When the light is incident on the mirror, the frequency in the rest frame of the mirror is:
[tex]
f' = f_L \, \sqrt{\frac{1 + \beta}{1 - \beta} }, \ \beta = \frac{v}{c}
[/tex]

Then, as the mirror re-emits the light, the new frequency is:
[tex]
\tilde{f} = f' \, \sqrt{\frac{1 + \beta}{1 - \beta} } = f_L \, \frac{1 + \beta}{1 - \beta}
[/tex]
Then, use the fact that [itex]\beta \ll 1[/itex] and perform an expansion in powers of [itex]\beta[/itex]. To first order we have:
[tex]
\frac{1 + \beta}{1 - \beta} = (1 + \beta) ( 1 - \beta)^{-1} = (1 + \beta) \left[ 1 + (-1) (-\beta) + O(\beta^2) \right] = 1 + 2 \beta + O(\beta^2)
[/tex]
[tex]
\tilde{f} \approx f_L + 2 \, f_L \, \beta
[/tex]

Then, consider the interference of the incoming light ray and the reflected ray with a slightly bigger frequency.

[tex]
u = A \, \cos \left[ 2 \pi f_L \left(t - \frac{x}{c} \right) \right] - A \, \cos \left[ 2 \pi \tilde{f} \left(t + \frac{x}{c} \right) \right]
[/tex]

You should use simple trigonometry to see that this represents a beating wave, with a beat frequency:
[tex]
f_B = \frac{\tilde{f} - f_L}{2}
[/tex]
which reproduces your formula.
 
  • #3
Thank you, I really appreciate it!
 

1. What is the purpose of finding the origin of an equation?

Understanding the origin of an equation can provide insight into how and why it was developed, as well as its significance and potential applications. It can also help verify the accuracy and validity of the equation.

2. How can I determine the origin of an equation?

The origin of an equation can often be traced back to the original publication or paper where it was first introduced. Other methods include consulting textbooks, scientific databases, and experts in the field.

3. What factors should I consider when trying to find the origin of an equation?

Some important factors to consider include the time period in which the equation was developed, the field of study it relates to, and the individuals who contributed to its development.

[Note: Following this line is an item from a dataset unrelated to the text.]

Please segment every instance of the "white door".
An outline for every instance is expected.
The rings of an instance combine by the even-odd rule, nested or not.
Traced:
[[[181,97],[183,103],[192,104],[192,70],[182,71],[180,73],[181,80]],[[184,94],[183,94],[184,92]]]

4. Can an equation have multiple origins?

Yes, it is possible for an equation to have multiple origins. This can occur if the equation was independently discovered or developed by different individuals or if it was adapted or modified from a previous equation.

5. Why is it important to properly credit the origin of an equation?

Crediting the origin of an equation is important for acknowledging and honoring the contributions of the individuals who developed it. It also helps to ensure the accuracy and credibility of scientific research and advancements.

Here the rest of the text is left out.